Things are different now, worse, from the perspective of humanity. Our shared risks now mean a bad roll of the dice isn’t just the end for you and yours, but for everyone. But things are better from your perspective. Would you really trade places with any one of your ancestors? I don’t have to go too far back to identify great great uncles who died in WW1. I’m sure you don’t either. Or who died in childbirth, or from simple infections.
I could go on, but you get the point. You wouldn’t. Our risk as humans is simultaneously worse and better than it’s ever been. Your ancestors looked forward into the future and pushed themselves down through your lineage while facing down far more imminent and dangerous risks than we’re currently facing.
Take it a year at a time, have kids, build a new generation to work on stranger and harder problems, and enjoy it while you’re here.
Calm Down
This post was nominally about AI, but it’s not. It’s about living under uncertainty and risk. If you find yourself making different decisions, or losing your cool due to AI, I’m not going to say you’re necessarily wrong. That would require trying to prove your probability estimates for risk are poorly calibrated, and I don’t think I could convince you of that even if I wanted to. But might I suggest that this risk is not so much greater than others we are all living with already?
For my family the monthly blood tests, the yearly catscans, has a way of making explicit that lurching fear that’s really continuous, that really we all live with every second of every day. The first six months were the worst. My dad texted me the scan was clear. We didn’t have to worry about it for a few months at least.
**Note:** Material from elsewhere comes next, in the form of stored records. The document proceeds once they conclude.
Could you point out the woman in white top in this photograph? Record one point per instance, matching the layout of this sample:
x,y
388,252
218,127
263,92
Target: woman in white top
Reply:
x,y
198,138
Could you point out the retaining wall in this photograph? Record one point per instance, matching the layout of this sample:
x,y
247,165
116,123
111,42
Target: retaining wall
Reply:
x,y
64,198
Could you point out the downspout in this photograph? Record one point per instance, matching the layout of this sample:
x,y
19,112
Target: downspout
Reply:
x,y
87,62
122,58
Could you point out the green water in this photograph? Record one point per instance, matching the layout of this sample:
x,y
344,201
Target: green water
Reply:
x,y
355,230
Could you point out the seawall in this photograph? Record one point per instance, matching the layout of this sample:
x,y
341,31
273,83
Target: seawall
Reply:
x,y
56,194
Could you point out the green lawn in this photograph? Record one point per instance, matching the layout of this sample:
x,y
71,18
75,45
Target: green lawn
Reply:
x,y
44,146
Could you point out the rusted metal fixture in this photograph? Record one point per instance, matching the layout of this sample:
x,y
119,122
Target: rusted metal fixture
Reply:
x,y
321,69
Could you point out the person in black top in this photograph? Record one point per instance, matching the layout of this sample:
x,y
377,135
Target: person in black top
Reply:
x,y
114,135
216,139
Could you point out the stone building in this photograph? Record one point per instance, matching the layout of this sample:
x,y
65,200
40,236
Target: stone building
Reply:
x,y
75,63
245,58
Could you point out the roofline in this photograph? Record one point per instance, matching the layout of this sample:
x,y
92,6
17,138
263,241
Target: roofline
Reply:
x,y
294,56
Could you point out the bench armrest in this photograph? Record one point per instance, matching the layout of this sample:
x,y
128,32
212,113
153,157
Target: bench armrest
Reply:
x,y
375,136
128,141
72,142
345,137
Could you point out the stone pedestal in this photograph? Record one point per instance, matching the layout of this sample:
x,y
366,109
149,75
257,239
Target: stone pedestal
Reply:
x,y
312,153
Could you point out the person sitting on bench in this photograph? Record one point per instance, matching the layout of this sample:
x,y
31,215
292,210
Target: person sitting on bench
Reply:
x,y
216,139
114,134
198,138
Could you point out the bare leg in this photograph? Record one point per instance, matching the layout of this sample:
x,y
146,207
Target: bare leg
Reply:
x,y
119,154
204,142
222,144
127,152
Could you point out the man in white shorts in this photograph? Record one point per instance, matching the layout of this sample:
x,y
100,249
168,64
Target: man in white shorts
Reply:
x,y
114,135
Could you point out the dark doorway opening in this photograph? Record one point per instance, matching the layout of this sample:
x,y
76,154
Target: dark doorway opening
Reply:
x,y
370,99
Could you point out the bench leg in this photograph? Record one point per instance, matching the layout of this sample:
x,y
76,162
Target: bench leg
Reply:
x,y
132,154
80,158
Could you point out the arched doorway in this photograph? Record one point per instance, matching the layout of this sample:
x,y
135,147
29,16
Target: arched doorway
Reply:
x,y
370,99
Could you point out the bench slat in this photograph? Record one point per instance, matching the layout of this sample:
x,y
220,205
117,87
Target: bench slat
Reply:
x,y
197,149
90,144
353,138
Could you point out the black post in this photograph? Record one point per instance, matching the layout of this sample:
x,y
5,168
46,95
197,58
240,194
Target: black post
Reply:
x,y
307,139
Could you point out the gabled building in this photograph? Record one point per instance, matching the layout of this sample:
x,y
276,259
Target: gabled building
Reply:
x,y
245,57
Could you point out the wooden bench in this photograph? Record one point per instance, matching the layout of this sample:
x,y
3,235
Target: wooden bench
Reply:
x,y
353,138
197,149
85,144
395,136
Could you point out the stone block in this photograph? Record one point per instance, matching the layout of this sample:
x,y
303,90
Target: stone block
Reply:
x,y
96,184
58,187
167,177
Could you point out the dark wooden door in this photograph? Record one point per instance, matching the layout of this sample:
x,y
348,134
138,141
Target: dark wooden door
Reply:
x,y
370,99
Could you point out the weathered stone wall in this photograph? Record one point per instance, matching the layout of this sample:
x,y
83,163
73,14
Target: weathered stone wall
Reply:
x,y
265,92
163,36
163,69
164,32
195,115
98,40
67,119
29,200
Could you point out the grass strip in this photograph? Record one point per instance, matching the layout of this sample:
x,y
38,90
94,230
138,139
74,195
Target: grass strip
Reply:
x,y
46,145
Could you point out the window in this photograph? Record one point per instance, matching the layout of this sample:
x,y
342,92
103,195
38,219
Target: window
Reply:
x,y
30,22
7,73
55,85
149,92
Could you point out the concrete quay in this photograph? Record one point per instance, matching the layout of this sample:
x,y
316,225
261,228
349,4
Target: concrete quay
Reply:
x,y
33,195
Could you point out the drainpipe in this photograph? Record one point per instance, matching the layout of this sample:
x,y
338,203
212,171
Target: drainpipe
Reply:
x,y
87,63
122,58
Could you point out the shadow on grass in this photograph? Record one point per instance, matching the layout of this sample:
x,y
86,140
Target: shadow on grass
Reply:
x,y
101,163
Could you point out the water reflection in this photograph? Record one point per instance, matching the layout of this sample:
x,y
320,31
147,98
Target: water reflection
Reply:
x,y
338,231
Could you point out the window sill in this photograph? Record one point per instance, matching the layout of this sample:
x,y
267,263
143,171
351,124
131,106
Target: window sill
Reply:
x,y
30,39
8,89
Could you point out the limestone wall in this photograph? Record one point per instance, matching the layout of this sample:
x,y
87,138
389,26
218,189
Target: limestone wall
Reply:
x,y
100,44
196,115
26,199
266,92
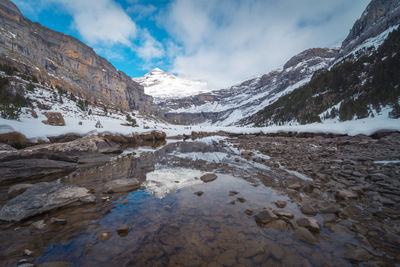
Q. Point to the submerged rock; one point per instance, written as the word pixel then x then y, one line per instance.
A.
pixel 121 185
pixel 309 223
pixel 17 189
pixel 209 177
pixel 280 204
pixel 42 197
pixel 304 235
pixel 357 254
pixel 198 193
pixel 265 216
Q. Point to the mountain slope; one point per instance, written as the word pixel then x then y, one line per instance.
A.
pixel 228 106
pixel 58 59
pixel 358 85
pixel 247 103
pixel 164 85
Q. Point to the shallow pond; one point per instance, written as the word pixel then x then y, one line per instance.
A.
pixel 176 219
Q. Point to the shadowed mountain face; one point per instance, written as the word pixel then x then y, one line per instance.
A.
pixel 242 103
pixel 62 60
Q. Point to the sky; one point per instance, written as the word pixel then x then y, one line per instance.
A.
pixel 222 42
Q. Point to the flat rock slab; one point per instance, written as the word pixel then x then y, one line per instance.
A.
pixel 265 216
pixel 209 177
pixel 121 185
pixel 22 170
pixel 17 189
pixel 42 197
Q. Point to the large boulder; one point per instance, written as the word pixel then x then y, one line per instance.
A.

I thought maybe I’d tell my coworker or something, but I didn’t. I walked down to South Lake Union. I thought maybe I’d go down there and cry, but I didn’t do that either. I just sat on the embankment and looked out onto the lake. It was warm that day, early June in 2018.
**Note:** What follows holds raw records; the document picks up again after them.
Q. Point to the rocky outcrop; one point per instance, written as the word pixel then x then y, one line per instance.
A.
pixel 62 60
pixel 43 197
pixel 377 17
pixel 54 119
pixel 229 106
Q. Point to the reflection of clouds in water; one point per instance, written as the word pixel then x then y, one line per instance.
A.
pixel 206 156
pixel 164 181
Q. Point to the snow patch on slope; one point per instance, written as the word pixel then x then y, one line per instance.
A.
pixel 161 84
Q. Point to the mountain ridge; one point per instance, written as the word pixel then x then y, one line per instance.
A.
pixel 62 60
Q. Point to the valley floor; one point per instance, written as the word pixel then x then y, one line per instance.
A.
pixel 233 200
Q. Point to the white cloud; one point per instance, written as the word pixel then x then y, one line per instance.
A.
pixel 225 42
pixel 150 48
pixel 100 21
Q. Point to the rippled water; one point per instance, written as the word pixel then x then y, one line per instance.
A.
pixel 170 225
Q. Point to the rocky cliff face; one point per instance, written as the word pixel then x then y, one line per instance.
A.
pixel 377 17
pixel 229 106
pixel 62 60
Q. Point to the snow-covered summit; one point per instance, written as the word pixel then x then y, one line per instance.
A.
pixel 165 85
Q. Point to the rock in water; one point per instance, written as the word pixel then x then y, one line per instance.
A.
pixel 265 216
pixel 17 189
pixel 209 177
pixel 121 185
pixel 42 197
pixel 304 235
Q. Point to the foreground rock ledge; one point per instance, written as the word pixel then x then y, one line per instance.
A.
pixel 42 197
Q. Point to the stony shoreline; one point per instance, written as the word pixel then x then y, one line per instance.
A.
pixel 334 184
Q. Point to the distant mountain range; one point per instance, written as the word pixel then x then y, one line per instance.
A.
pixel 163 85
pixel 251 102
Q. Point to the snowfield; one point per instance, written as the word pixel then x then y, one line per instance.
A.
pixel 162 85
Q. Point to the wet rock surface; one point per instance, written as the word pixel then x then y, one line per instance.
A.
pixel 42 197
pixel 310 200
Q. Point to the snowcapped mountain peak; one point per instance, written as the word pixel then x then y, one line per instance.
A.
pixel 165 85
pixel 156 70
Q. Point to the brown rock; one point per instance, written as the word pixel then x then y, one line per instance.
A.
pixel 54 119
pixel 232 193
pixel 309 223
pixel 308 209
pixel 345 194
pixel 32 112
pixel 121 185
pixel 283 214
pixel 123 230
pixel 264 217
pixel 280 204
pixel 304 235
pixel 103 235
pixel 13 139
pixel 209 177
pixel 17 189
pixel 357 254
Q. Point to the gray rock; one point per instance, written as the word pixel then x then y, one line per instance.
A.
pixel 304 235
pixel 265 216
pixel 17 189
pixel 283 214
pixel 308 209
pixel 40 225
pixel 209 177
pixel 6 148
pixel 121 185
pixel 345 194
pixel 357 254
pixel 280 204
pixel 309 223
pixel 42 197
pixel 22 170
I thought I know this is an indifferent world, I know it’s some strange simulation beyond my conceiving. I don’t care though, all I know is I like being here with the people in this world that make it worth living, worth the suffering and the risk.
Got to keep on going like it ain't the end
Got to change like your life is depending on it
It's a long time coming and we're taking it in
What a wild ruse
Thanks so much for sharing this. I often suspect that our anxieties about some future extinction of humanity (eg Foom, climate change, demographics) are really a form of psychological displacement of our mourning the ongoing "abolition of man". As CS Lewis prophecied, turning the lens of science inward on humanity itself and on those things which made humanity unique (the use of reason and the capacity for creativity) has caused us to believe that, objectively speaking, nothing matters. Nick Bostrom described a weird and terrifying future world:
> We could imagine, as an extreme case, a technologically highly advanced society, containing many complex structures, some of them far more intricate and intelligent than anything that exists on the planet today – a society which nevertheless lacks any type of being that is conscious or whose welfare has moral significance. In a sense, this would be an uninhabited society. It would be a society of economic miracles and technological awesomeness, with nobody there to benefit. A Disneyland with no children.
We are often tempted to believe that we are already living in such a world.